Friday 23 November 2018

Recording access to sensitive data


Today there is considerable interest in access auditing, and a requirement in some jurisdictions for companies to record use of sensitive data.
Pyrrho already indelibly records changes to all data together with the user/role and time of changes, and watches reading of data during transactions to construct simple constraints on a transaction being committed. 
As a matter of fact, few experts agree with this feature, since it means the inclusion of a read operation in a transaction will prevent the transaction being committed a concurrent transaction commits a modification of any of the data that has been read. Pyrrho enforces this approach however, because the user whose transaction is prevented from committing is the same one who (presumably deliberately) included the read operation in the transaction.
The present discussion also considers read operations but in a different way. Here we want to distinguish sensitive data (say at the data type level) and immediately record access to it (by anyone other than the database owner), whether or not the current operation is ever committed.
These features [updated: 27 November] are available in Pyrrho version 6.3. The audit record is merged into the transaction log and a system table gives access to all the details.
From the manual:
Sec 1.5: 
Version 6.3 adds support for “sensitive” data, for which any access is auditable. Columns, domains and types can be declared SENSITIVE[1]. Sensitive values are not assignment-compatible with anything that is not sensitive, and there is a sensitive property inherited by any object that contains a sensitive data type. This means for example that the sum of sensitive data is still sensitive. The transaction log will contain a record of every access to sensitive values (apart from by the database owner), even if the transaction is rolled back. These details are visible in the Sys$Audit system table (see section 8.3.1).
Sec 7.4:
Type  (StandardType | DefinedType | Domain_id | Type_id | REF’(‘TableReference’)’) [UriType] [SENSITIVE] .
Sec 8.3.1:

8.3.1 Sys$Audit

Field
DataType
Description
Pos
Char
The location of this access record in the transaction log
User
Char
The defining position of the accessing user
Table
Char
The defining position of the sensitive table or view object
Timestamp
Int
The time of the access in ticks
Audit records are only for committed sensitive data. Entries come from physical Audit records, and are added immediately on access (do not wait for transaction commit).

8.3.2 Sys$AuditKey

Field
DataType
Description
Pos
Char
The location of the access record in the transaction log
Seq
Int
The ordinal position of the key (0 based)
Col
Char
The defining position of the key column
Key
Char
A string representation of the key value at this position
Key information for audit records comes from the filters used to access a sensitive object. For example, if a record is inserted in a table, there is no applicable filter, the audit record will apply to the whole table, and there will be no key information here.
Comments by email are welcome.



[1] SENSITIVE is a reserved word in SQL that normally applies to cursor sensitivity. The usage in Pyrrho described here is quite different, and the keyword comes at the end of a type clause (see section 7.4).

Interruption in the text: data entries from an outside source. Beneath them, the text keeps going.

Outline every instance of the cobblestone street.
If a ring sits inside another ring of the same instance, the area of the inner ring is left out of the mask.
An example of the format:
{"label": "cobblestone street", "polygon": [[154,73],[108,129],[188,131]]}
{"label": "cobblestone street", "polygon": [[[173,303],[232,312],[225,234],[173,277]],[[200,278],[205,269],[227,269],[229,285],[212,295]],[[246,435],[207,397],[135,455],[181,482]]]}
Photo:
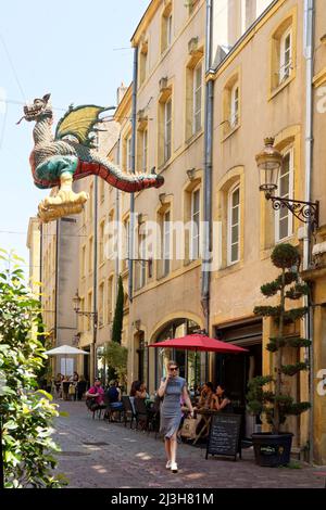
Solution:
{"label": "cobblestone street", "polygon": [[[55,422],[54,439],[61,445],[59,472],[68,487],[79,488],[217,488],[217,487],[324,487],[319,468],[260,468],[253,451],[242,460],[220,460],[205,449],[178,445],[177,474],[165,469],[163,441],[154,434],[130,430],[120,423],[92,420],[85,403],[61,403],[68,417]],[[97,445],[97,443],[99,443]],[[325,471],[325,469],[324,469]]]}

Wednesday 21 November 2018

Rethinking Shareable Data Structures

I have been recently developing a set of data structures following on from Okasaki's Purely Functional Data Structures. There is a lot to be gained by using immutable data structures, that is, where all the fields are public readonly in C# or public final in Java. Strings in C# and Java already have this property and it turns out to be remarkably easy to develop all the usual data structure types with this property. Something of the kind had already started to happen in Pyrrho: many of Pyrrho's data structures are immutable, and Pyrrho uses Bookmarks instead of Iterators. Specifically, the benefits (as with strings) are
  •  a snapshot is obtained by a simple assignment, so rollback is a breeze
  •  structures can be modified while a traversal continues with the previous state#
  •  they are thread-safe and safe to pass as a parameter in C# or Java, so that
  •  these data structures never need to be locked
The price to be paid is extra work for the garbage collector: this is a reasonable trade-off.
So the time seemed ripe for a serious approach to #ShareableDataStructures and the fruits of these labours are emerging at github.com . Eventually the classes will be rich enough to implement a DBMS, and the plan is to implement everything in C# and Java, and then Python later. Efforts in the DBMS direction are currently called #StrongDBMS . A lot will depend on the performance of the TPCC benchmark.
It is natural to ask what this might mean for Pyrrho. It does seem like a natural evolution (Pyrrho 7.0 maybe), but some of the Pyrrho code would be a real nuisance to transform. Time will tell.